How are you doing?
Me, I haven’t been doing so well.
Over the past few weeks, I’ve been experiencing a maelstrom of negative feelings: anxiety, anger, depression, generalized stress. I wondered what on earth was going on. Just six weeks ago, I’d been feeling more content and satisfied with life than ever. Overnight, it seemed, something had snuck into my brain and seeded negativity. But what was that something? What had turned my equanimity upside-down?
Believe me, I spent weeks examining the issue. Just this past weekend, I told my good friends, Tania and Sean, that I was struggling and couldn’t pinpoint the source of my mental pain. Was it my caregiving responsibilities? No. My caregiving ‘responsibilities’ remain so minimal right now that I feel only gratitude because I know they’ll grow in size and scope as the months march on.

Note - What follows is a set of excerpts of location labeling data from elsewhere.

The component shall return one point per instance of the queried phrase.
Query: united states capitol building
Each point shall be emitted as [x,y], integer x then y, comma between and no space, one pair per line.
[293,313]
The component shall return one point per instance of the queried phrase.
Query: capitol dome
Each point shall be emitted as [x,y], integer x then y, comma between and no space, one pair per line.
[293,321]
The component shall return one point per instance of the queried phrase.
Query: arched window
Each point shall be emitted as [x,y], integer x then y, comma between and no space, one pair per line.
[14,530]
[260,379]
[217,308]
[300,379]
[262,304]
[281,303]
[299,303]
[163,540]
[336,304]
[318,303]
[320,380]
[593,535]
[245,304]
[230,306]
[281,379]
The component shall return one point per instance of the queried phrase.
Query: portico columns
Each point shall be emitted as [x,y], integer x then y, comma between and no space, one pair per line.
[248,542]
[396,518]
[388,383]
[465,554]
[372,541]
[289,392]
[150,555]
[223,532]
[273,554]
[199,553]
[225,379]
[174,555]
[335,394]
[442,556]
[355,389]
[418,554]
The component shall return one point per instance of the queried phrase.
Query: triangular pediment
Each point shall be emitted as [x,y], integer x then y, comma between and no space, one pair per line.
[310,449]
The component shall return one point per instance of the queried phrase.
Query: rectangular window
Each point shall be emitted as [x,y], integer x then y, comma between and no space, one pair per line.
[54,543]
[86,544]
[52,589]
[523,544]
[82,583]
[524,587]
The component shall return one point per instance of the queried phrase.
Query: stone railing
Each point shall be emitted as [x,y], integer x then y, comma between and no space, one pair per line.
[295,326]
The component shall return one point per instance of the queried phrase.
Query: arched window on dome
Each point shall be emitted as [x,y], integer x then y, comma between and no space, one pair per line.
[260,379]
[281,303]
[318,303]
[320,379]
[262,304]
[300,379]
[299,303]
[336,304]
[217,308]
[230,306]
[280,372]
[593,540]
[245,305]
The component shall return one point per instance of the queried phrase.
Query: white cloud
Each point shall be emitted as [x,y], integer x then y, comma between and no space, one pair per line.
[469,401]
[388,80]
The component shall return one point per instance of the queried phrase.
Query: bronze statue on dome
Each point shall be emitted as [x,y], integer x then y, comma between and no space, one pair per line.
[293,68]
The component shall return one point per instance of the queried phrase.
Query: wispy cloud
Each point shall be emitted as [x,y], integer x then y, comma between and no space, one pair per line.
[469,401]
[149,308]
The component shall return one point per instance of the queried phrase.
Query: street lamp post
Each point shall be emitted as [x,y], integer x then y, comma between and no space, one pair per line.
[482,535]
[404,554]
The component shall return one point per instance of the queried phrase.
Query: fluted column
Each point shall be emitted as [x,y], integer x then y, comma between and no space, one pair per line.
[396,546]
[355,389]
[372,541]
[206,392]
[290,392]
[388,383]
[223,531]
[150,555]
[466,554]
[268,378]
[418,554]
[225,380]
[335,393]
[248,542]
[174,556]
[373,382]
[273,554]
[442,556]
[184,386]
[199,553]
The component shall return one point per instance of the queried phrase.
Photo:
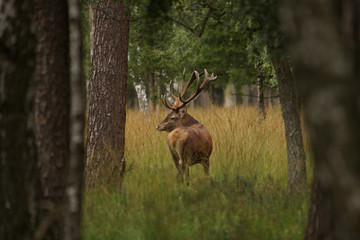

Mainly, I ‘take care’ of Mom by driving her to appointments and having lunch with her. Hardly arduous!
Was it my nurse job? Perhaps it wasn’t fulfilling enough? Well, the truth is I work with wonderful people in a great environment at hours that leave me plenty of time to pursue my other passions, such as writing. In fact, I have a cushy nurse job, and I know it.
Was it my writing career? When Dad came to live with us, I put my freelance career on (nearly) full stop. Now, trying to ramp it back up feels almost like starting from scratch. But I have this blog and Nourish the Caregiver, both of which I love to work on. And a few additional projects have begun trickling my way. Which should thrill me. Right?
This morning, I sent an email to a new friend and potential partner on an exciting new project, asking to postpone our scheduled teleconference. I felt I needed more time to clarify my personal and career goals before taking on something new. I felt sad as I sent that email because nothing energizes me like a new challenge.
But, to my surprise, as I hit the ‘send’ button, I immediately felt better. Lighter. Less overwhelmed.
I realized then the source of my discontent stemmed from simple overwhelm. Merely removing one item from my to-do list gave me the breathing room I need to focus on what’s important in my life right now: exercise, eating healthy, spending time with family and friends, re-plotting my freelance career, personal goal-setting.
This week, I encourage all my caregiver friends to review their priority lists and remove at least one item that can wait. You may think everything on your list needs to remain there (I know I did), but if you scrutinize the list carefully, you’ll find something that can be eliminated or postponed. Then, take a deep breath and DO IT. See if this small act doesn’t make you feel lighter, doesn’t lift your attitude, doesn’t reduce your feelings of overwhelm.
And then enjoy the week with a refreshed attitude. I know I will.